Repository files navigation

Snowflake Utils

This repo is used to store packages helpful in LOADING data into Snowflake.

At the moment, both COPY and MERGE are implemented.

Adding this package to your project

Add the package with the following command:

poetry add git+https://github.com/remoteoss/snowflake-utils.git

Usage

In order to use this package, you have to define 3 required env vars:

  • SNOWFLAKE_ACCOUNT
  • SNOWFLAKE_USER
  • SNOWFLAKE_PASSWORD

You can pass a role, database and schema as an attribute of the Table class to override the corresponding env variables.

In order to use the copy method of the Table class, you need a s3 bucket with the desired files to load into Snowflake, a Storage Integration with access to that bucket and a role that has access to this Storage Integration.

Additionally, you can either use an existing file format or pass the options for an temporary file format to be created. See this for all the available options.

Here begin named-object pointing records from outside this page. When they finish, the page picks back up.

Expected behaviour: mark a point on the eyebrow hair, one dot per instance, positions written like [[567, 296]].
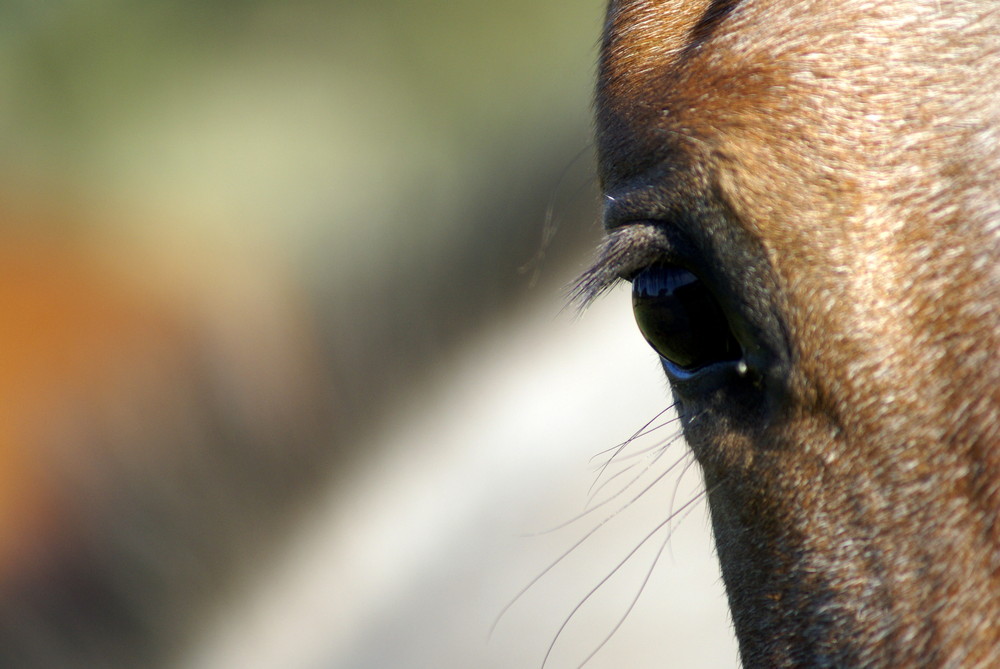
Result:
[[624, 252]]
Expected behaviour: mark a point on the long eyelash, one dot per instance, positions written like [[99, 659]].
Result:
[[623, 253]]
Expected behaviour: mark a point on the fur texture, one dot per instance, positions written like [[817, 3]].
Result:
[[830, 168]]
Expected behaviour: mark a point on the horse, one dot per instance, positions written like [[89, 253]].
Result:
[[804, 195]]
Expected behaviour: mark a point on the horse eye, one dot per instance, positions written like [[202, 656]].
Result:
[[681, 319]]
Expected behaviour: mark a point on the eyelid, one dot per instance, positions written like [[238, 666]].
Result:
[[626, 251]]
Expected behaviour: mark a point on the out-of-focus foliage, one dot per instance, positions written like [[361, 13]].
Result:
[[308, 205]]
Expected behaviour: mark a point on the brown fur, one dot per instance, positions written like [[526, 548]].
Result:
[[832, 169]]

You don't need to know the schema of the file, Snowflake can infer the schema, but you have the option to input the schema as an attribute of the Table class. You can also use the merge method to include changes and optionally qualify the results to prevent duplicates.

Example:

#Given a table TEST in the schema PUBLIC
test_table = Table(name="TEST", schema_="PUBLIC")
#JSON temporary file format with outer array
json_file_format = InlineFileFormat(definition="TYPE = JSON STRIP_OUTER_ARRAY = TRUE")
#Existing storage integration
storage_integration = "DATA_STAGING"
#S3 Path with the JSON file(s)
path = "s3://example-bucket/example/path"
#Run the copy cmd with full refresh
test_table.copy(
        path=path,
        file_format=json_file_format,
        storage_integration=storage_integration,
        full_refresh=True,
    )

Table structure

When initialising the table object you can pass a table structure that contains a dictionary of name: column, where Column is an object that contains the column data type and eventual tags to be applied to the column.